Ile można powiedzieć na boisku? To dość ciekawe zagadnienie. Nazwanie drugiej osoby banderowcem z miejsca aktywuje nie tylko wszystkie organy piłkarskie, ale nawet policję. Natomiast wyrzucenie z siebie tysiąca najbardziej wymyślnych przekleństw czy też informacji na temat życia seksualnego przeciwnika oraz jego najbliższej rodziny nikogo nie wzrusza i traktowane jest jako element walki psychologicznej. Jest to moim zdaniem jasny dowód, że albo zatraciliśmy się w politycznej poprawności, albo zbyt uodporniliśmy na boiskowe chamstwo przez duże CH. Jedno z dwóch, prawda?
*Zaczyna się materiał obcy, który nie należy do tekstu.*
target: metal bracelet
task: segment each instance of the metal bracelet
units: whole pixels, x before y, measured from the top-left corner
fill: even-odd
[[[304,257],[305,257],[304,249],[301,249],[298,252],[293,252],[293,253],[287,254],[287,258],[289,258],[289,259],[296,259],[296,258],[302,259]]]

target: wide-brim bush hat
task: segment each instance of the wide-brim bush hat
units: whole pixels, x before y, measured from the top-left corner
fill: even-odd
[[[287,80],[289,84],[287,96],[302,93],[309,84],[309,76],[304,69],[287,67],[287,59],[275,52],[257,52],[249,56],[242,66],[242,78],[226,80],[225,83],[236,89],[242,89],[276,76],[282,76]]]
A jeśli przyjmiemy wersję numer jeden to nie zdziwię się, jeśli niedługo nazwanie kogoś „pedałem” będzie niedopuszczalne, natomiast „kurwą” jak najbardziej.
Nie wiem, kto mówi prawdę w starciu Romanczuk – Furman, mogę tylko bazować na własnej intuicji, a ta podpowiada mi, że zawodnik Jagiellonii. W ostatnich dniach próbowaliśmy to ustalić, dzięki specjalistom od czytania z ruchu ust, ale okazali się bezradni. Wychodziło im, że Furman miotał nieistniejące, bełkotliwe słowa, w co trudno uwierzyć. W każdym razie jeśli ktoś twierdzi, że z nagrania wideo da się – nawet bez dźwięku – odczytać, co wiślak wykrzykiwał to niestety się myli. Też mi się wydawało, że się da, ale fachowcy stwierdzi, że ni chu, chu. Widocznie z krzykiem jest trochę trudniej niż z normalnymi mówieniem.
Tak czy siak spora ta burza. Furman, jeśli zawinił, powinien zapoznać się z wywiadami Romanczuka i powiedzieć: – Słuchaj, naprawdę nie wiedziałem, że banderowcy zabili członków twojej rodziny. Chciałem ci dogryźć, ale to było słabe, przyznaję i za to cię przepraszam…
Ale i sam Romanczuk mógłby stwierdzić: – Wyzywaliśmy się na boisku, wszyscy wobec wszystkich zachowywali się po chamsku, ja także w sposób, z jakiego nie jestem dumny. Mam tylko prośbę: ze względu na historię mojej rodziny proszę w przyszłości mnie nie nazywać banderowcem, bo to mnie boli szczególnie i uważam to za przekroczenie granic.
I na tym ten temat dorośli mężczyźni powinni zakończyć. Późniejsza szopka, biorąc pod uwagę obelgi miotane z dwóch stron, jest idiotyczna.
Osobiście potrafię sobie wyobrazić, że jakiegoś piłkarza z Ukrainy nazwanie „banderowcem” nie będzie bolało (mógłby przecież zostać wychowany w kulcie Bandery), natomiast wyzwanie jego matki od puszczalskich już tak. I co wtedy? A co jeśli któryś piłkarz ma na tyle słabą konstrukcję psychiczną, że już nazwanie go głupkiem albo kurduplem zaboli niczym cios w serce? Jeśli wszystkie komisje i urzędy wejdą z buciorami w konflikt Romanczuka z Furmanem to otworzy się tyle dodatkowych furtek, że już zawsze ktoś będzie mógł zarzucić rażącą niesprawiedliwość i niekonsekwencję.
Jeśli ktoś chce ze zdarzeniami takimi jak w Białymstoku walczyć systemowo, to po prostu należałoby zobowiązać arbitrów do karania kartkami zawodników, którzy obrażają rywali. Ale przecież wtedy usłyszymy, że „taki jest sport”, „tak może pisać tylko ktoś, kto nie grać w piłkę”. No to skoro taki jest sport – np. taki, że Tomasz Iwan miał biegać za Davidem Beckhamem i mówić, że zaliczył Victorię (co przecież mogło Beckhama zaboleć bardziej niż jakieś historyczne wrzutki) – to bądźmy konsekwentni. Tylko ja akurat nie mam pewności, czy sport taki jest albo czy taki powinien być.